This study addresses the challenge of jointly optimizing the design and operation of e-fuel systems under renewable energy uncertainty, a problem rendered intractable for conventional mathematical programming due to its vast combinatorial space. The authors propose MasCOR, a novel framework that uniquely integrates trajectory-guided stochastic co-optimization with reinforcement learning. By encoding both system configurations and renewable generation trends, MasCOR trains a single agent capable of generalizing across diverse designs and scenarios, enabling efficient co-optimization. Validated across four European e-methanol production sites, MasCOR achieves near-optimal performance with substantially higher computational efficiency than traditional methods. The results reveal that most sites achieve economically viable production costs of 1.0–1.2 USD/kg with capacities below 50 MW, whereas Dunkirk requires over 200 MW of capacity coupled with expanded energy storage to reach similar cost levels.

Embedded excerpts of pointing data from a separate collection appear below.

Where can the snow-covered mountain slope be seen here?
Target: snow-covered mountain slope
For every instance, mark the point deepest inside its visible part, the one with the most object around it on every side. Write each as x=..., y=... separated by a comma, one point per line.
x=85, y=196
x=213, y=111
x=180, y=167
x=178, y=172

E-fuels are promising long-term energy carriers supporting the net-zero transition. However, the large combinatorial design-operation spaces under renewable uncertainty make the use of mathematical programming impractical for co-optimizing e-fuel production systems. Here, we present MasCOR, a machine-learning-assisted co-optimization framework that learns from global operational trajectories. By encoding system design and renewable trends, a single MasCOR agent generalizes dynamic operation across diverse configurations and scenarios, substantially simplifying design-operation co-optimization under uncertainty. Benchmark comparisons against state-of-the-art reinforcement learning baselines demonstrate near-optimal performance, while computational costs are substantially lower than those of mathematical programming, enabling rapid parallel evaluation of designs within the co-optimization loop. This framework enables rapid screening of feasible design spaces together with corresponding operational policies. When applied to four potential European sites targeting e-methanol production, MasCOR shows that most locations benefit from reducing system load below 50 MW to achieve carbon-neutral methanol production, with production costs of 1.0-1.2 USD per kg. In contrast, Dunkirk (France), with limited renewable availability and high grid prices, favors system loads above 200 MW and expanded storage to exploit dynamic grid exchange and hydrogen sales to the market. These results underscore the value of the MasCOR framework for site-specific guidance from system design to real-time operation.